Necesitamos como ciudadanía una virtud cívica en el sentido que propugna la democracia deliberativa y la ya citada tradición republicana. La felicidad pública consiste en una libertad real y efectiva para participar en las decisiones de gobierno, y creemos que es precisa esa virtud cívica que permita a los ciudadanos ser conscientes de la importancia de las decisiones que toman cuando participan en unas elecciones o cuando realizan alguna clase de acción política del tipo que sea. Y la ciudadanía también ha de concienciarse de las posibilidades que tiene como tal ciudadanía para decidir en primera persona sobre los asuntos públicos, que son todos pues todos les atañen.

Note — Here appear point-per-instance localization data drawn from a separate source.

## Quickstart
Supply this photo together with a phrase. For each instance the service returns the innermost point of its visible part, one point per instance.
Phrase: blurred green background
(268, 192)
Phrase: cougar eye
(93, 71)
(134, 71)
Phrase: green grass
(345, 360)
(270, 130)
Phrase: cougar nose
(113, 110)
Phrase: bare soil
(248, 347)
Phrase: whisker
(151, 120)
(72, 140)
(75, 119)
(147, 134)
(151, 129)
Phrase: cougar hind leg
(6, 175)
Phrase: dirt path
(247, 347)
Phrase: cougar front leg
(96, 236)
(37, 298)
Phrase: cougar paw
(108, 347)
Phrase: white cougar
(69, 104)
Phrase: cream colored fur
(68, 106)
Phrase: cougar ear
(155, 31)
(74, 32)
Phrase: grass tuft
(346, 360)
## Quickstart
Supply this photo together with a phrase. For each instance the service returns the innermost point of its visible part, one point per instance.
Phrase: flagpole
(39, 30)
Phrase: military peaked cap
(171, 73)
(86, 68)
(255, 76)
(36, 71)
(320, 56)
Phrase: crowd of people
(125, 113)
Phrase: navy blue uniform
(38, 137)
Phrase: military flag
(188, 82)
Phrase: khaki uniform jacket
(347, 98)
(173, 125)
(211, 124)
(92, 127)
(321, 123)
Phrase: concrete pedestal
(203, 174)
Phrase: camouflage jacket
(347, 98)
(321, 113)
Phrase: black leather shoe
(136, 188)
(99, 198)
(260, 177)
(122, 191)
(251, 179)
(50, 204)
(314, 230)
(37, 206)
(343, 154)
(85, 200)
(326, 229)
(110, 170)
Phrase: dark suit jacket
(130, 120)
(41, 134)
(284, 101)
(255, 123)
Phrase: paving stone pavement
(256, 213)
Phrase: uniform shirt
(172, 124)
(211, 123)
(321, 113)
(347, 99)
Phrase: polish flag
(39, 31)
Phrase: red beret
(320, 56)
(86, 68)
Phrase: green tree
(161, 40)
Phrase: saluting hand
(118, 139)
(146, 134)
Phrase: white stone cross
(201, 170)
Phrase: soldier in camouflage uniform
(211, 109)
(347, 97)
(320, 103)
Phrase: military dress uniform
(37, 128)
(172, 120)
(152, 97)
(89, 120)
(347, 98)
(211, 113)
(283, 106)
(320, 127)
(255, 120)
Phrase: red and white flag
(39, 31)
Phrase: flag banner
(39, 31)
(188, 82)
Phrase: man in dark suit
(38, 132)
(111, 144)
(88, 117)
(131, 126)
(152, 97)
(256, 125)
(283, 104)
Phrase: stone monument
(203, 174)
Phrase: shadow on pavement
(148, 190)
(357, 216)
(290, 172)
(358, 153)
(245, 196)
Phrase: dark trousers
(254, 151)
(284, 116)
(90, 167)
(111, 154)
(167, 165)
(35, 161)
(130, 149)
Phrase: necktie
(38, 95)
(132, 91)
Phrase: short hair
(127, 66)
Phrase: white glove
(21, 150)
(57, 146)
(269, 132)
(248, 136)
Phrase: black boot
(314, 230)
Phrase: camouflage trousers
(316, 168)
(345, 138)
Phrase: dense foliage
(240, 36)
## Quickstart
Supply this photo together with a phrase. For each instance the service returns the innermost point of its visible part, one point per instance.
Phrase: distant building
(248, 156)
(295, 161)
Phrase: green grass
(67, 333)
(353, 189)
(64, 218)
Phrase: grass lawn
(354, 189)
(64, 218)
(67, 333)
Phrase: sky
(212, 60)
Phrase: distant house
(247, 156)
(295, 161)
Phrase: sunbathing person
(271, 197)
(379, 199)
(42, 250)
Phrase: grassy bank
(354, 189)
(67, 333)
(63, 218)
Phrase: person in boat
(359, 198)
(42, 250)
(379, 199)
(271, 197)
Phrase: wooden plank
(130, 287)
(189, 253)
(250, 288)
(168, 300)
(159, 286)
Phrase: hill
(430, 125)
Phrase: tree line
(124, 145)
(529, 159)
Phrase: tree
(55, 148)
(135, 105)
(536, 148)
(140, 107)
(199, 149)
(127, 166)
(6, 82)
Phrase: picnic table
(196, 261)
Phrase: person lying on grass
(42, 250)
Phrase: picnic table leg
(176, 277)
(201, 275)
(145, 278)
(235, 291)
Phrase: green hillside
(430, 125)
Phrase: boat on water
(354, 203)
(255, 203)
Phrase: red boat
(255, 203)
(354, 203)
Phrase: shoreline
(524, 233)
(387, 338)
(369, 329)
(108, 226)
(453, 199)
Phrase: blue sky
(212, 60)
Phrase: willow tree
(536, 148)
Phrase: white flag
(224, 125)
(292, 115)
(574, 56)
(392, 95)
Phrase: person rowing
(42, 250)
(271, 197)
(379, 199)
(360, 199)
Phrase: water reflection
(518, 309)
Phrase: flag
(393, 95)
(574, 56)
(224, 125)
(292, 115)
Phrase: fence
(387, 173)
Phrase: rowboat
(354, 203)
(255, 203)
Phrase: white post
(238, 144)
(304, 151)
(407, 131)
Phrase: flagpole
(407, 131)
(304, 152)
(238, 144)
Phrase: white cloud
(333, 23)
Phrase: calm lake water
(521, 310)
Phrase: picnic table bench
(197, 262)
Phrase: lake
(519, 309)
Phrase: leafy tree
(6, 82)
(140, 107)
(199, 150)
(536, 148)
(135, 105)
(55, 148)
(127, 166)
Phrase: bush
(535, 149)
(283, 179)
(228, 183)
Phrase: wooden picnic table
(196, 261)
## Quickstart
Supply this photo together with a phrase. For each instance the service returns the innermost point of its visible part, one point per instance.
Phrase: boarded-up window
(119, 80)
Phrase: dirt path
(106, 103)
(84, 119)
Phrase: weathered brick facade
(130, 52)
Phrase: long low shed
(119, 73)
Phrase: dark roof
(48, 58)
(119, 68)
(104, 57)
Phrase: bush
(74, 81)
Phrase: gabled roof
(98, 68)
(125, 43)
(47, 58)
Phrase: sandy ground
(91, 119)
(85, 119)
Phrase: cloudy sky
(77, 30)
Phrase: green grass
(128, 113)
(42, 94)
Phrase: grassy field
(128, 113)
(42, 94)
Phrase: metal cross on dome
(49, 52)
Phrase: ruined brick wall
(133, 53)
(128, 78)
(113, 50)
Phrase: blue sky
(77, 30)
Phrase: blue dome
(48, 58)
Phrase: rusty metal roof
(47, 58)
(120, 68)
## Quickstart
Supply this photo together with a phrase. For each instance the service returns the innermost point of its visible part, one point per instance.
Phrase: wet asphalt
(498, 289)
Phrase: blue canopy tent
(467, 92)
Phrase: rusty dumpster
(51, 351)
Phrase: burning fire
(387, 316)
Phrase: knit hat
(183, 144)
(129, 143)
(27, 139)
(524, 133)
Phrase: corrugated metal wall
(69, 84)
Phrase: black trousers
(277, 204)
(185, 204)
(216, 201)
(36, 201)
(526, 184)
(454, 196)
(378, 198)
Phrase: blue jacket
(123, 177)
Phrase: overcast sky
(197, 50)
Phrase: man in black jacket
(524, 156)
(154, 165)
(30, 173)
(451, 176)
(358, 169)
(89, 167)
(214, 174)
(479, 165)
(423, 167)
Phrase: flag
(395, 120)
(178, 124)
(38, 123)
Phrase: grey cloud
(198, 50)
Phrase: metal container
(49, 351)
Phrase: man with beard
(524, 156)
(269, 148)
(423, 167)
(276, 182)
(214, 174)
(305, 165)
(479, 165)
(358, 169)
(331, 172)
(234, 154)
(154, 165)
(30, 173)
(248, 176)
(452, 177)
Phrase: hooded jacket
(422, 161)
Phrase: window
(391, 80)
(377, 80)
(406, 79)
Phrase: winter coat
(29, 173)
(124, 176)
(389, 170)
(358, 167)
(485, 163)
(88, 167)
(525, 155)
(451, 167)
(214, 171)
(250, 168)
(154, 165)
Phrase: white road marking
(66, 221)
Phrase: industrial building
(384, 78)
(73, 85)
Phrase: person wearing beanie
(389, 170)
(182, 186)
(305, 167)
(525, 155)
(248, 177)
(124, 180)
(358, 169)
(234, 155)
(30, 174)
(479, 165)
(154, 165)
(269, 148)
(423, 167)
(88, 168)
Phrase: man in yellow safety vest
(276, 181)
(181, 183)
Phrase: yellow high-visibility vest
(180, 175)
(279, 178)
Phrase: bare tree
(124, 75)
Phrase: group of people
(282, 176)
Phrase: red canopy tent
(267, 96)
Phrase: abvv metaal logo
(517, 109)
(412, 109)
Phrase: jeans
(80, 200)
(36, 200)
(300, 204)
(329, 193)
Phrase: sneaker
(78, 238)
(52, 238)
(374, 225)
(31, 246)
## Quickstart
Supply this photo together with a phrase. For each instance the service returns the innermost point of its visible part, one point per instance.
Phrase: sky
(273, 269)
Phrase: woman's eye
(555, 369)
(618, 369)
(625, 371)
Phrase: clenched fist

Las élites que concentran el poder, sean socialdemócatas, keynesianas o neoliberales, comparten el aserto crecentista de que la producción y “creación” de riqueza son la primera virtud cívica. Y sus disputas en política educativa versan no más que en cómo mejor lograr la supuesta productividad. La fundamental coincidencia de todas estas doctrinas, y sus consecuentes programas educativos, la pone de manifiesto, al tiempo que la denuncia, John Rawls: en el arranque de su obra fundamental, Teoría de la justicia, afirma que es esta, la justicia (no la riqueza o su creación supuesta), la primera virtud de las instituciones sociales. La propuesta de Rawls, necesario es advertirlo, es bien distinta a la lerda noción socialdemócrata de justicia como distribución equitativa de bienestares.

Hay otra instancia con un papel notabilísimo en la socialización de la gente y su conformación como clientes prestos a demandar bienestares e ignorantes del valor de la palabra propia y la autonomía: la llamada “industria del entretenimiento”. Instancia ubicua que conforma desde los rótulos callejeros a las redes telemáticas pasando por los que Agustín García Calvo llamó los “medios de formación de masas”. Si la escuela forma sujetos en tanto trabajadores y emprendedores, esta industria los forma en tanto que consumidores. Pero eso lo dejamos para otro día.

1 Los autores de este artículo se interesaron por el clientelismo estudiando las prácticas locales en concejos de Andalucía y Asturias. Félix Talego estudió la estructura política de Marinaleda, la pequeña localidad andaluza tan conocida por sus luchas. Su alcalde desde 1979 suele afirmar en sus arengas que él es el último en los bienestares y el primero en los sacrificios. Y es verdad: no le interesan los bienestares, sino la autoridad, que es otra cosa. Y se desvive por llevarlos a su pueblo, que le sigue apoyando. José Ángel Gayol estudia el clientelismo y los mecanismos de decisión pública en varios concejos de Asturias en los que existen o existieron redes clientelares de diferente calidad. En todos los casos se da una confusión entre los bienes públicos y los bienes privados, entre la felicidad privada del cacique o de los simpatizantes del partido político y la felicidad pública de la ciudadanía, que se ve, sin embargo, expulsada de la participación en los procesos de toma de decisiones, en especial en relación al acceso al empleo público y al uso de los fondos públicos.